What a wonderful time we had! We truly were welcomed into the family and made to feel like we had always belonged. The wedding was really nice, outdoors in the garden with a huge tent set up for the dinner, dancing and “grog”. Many invited guests and family members were sleeping over – outdoors in sleeping bags (swag) thrown on the ground! I cannot tell you how very happy I was to be sleeping indoors! There must be all manner of snakes and bugs around!
The day after the wedding we have been invited to join another couple to go for a boat ride on the Adelaide River and see the jumping croc’s. There are only a few of us on this boat and as you can see the river is very muddy looking. How on earth are we ever going to see crocodiles?
This is how we got to see them! One of the crew dangled a piece of meat tied to a rope over the water and within seconds a crocodile literally blasted out of the water to get the meat. How they could see this from the murky depths I do not know. I decided that I would not stand so close to the edge of the boat once I’d seen how lightning fast these animals could move! And….they are huge!
Returning back to our friends house later in the afternoon, we pack up our belongings and are off into town to stay at the apartment we’ve been given use of for a week. After all, a bride and groom need some time alone and we would be seeing them again prior to leaving Darwin.

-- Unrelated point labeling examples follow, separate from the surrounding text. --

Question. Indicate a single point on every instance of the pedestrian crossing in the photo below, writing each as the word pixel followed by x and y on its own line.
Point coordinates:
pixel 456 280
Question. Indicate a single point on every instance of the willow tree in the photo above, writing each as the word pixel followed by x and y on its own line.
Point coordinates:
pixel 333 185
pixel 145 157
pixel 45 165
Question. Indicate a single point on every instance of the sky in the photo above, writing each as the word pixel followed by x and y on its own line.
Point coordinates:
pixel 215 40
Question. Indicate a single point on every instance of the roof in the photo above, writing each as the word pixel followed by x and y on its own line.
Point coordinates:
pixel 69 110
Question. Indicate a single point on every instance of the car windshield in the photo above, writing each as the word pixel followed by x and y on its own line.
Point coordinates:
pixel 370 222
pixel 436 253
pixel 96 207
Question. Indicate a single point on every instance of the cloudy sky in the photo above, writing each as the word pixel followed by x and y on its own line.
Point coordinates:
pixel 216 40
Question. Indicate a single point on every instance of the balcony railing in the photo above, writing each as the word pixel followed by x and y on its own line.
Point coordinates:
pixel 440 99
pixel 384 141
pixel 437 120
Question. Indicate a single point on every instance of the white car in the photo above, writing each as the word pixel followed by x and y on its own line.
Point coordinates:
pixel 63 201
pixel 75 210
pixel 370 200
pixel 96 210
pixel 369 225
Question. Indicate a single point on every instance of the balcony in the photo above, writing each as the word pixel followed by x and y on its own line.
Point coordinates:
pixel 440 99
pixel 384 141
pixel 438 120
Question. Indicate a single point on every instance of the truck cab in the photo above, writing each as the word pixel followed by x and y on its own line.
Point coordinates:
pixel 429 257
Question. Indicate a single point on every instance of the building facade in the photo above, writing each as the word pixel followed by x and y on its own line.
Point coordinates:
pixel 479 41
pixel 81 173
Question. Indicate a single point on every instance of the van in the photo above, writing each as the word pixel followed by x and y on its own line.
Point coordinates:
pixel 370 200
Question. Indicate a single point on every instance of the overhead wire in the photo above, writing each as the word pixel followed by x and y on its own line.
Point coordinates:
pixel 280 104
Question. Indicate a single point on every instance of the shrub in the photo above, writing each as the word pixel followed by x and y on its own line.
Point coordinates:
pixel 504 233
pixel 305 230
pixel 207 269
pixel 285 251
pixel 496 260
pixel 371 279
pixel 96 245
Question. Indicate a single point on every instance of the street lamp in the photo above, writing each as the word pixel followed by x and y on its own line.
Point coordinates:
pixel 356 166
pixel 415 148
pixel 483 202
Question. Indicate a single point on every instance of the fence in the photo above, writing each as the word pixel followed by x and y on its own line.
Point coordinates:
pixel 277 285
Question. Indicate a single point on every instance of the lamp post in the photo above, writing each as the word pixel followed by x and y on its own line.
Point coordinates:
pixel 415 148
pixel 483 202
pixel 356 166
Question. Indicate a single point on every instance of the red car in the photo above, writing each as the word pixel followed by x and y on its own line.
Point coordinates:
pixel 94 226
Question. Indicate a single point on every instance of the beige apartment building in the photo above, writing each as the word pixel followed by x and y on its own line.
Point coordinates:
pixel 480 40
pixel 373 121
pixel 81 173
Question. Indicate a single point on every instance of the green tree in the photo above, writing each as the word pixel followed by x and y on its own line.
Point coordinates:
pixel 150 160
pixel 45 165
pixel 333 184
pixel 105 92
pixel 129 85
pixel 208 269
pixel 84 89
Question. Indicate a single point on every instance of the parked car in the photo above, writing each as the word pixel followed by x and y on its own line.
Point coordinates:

We decided to eat breakfast in the apartment and because we planned to do some tours, lunch and dinner would be in a restaurant or on the road or through a tour. When you are travelling on a motorcycle, you do not have much room to put groceries!
Here is a photo taken as the sun was setting of the same view as that above. When the sun goes down in the tropics, it seems like one minute it is light, the next it is dark! It is very hot and humid, and we are very glad to have air conditioning in the apartment!

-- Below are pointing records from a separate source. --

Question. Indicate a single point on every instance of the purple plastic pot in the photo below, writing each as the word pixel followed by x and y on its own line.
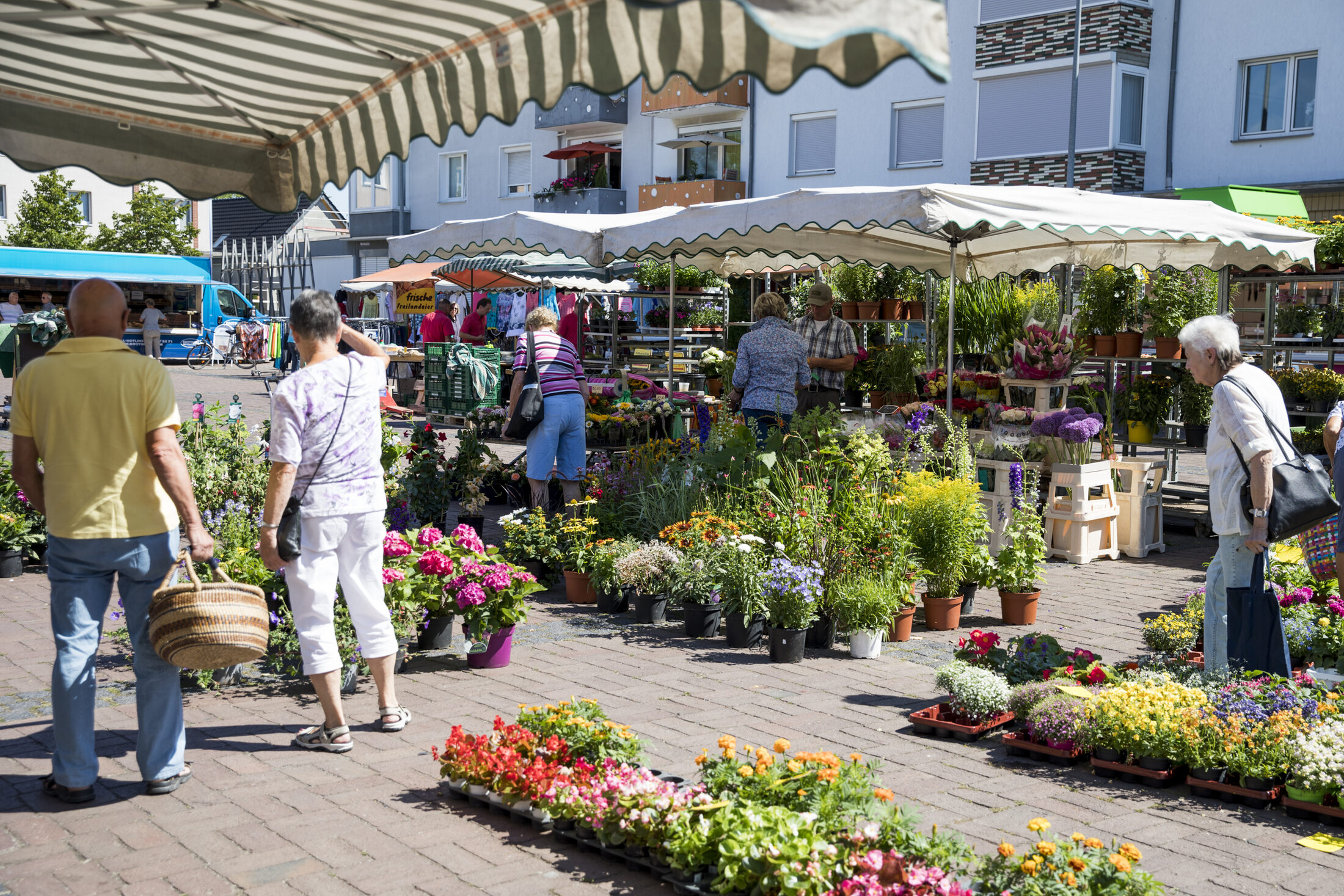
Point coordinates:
pixel 496 650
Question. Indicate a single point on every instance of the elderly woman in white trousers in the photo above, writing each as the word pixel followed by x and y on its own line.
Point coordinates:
pixel 326 446
pixel 1213 348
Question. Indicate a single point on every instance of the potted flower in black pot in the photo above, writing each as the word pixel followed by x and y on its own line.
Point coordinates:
pixel 792 594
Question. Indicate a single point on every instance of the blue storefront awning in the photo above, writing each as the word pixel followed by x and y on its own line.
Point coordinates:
pixel 58 264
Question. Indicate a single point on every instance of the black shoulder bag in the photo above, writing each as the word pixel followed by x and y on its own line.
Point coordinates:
pixel 1301 495
pixel 531 406
pixel 290 534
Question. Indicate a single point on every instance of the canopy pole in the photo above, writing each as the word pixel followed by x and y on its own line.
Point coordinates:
pixel 952 321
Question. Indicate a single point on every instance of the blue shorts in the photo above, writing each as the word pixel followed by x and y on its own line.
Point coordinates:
pixel 560 441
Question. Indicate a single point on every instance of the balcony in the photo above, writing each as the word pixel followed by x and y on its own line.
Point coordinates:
pixel 581 106
pixel 691 192
pixel 679 98
pixel 590 200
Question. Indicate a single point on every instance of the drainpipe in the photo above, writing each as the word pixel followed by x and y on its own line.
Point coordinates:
pixel 1171 92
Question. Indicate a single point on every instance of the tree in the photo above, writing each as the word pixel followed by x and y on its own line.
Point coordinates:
pixel 153 226
pixel 49 216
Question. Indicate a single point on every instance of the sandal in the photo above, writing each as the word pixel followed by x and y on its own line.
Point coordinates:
pixel 402 713
pixel 160 786
pixel 66 794
pixel 321 738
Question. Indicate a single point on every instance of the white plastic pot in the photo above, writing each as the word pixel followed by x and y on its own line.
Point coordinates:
pixel 866 645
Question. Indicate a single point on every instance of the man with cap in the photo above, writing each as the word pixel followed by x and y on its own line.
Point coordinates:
pixel 831 349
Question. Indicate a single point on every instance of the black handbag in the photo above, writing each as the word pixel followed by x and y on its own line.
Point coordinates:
pixel 531 406
pixel 1301 495
pixel 290 534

Alas, our time in this beautiful place has come to an end and we must begin our journey southward. It is a teary goodbye but our friends promise to visit us the next year! We have made reservations at Daly Waters for the first night, then Tennant Creek and on to Alice Springs where we will spend 4 nights at the Alice Springs resort. Two tour adventures there have been recommended – one to the Ross River Homestead and another to Hermannsburg and on to the Finke River and Palm Valley where rare cycads grow. Once we leave Alice Springs we want to go to Ayers Rock (Now known as Uluru) and also The Olgas, (Kata Juta). We will travel there and book a caravan overnight before heading southward once again.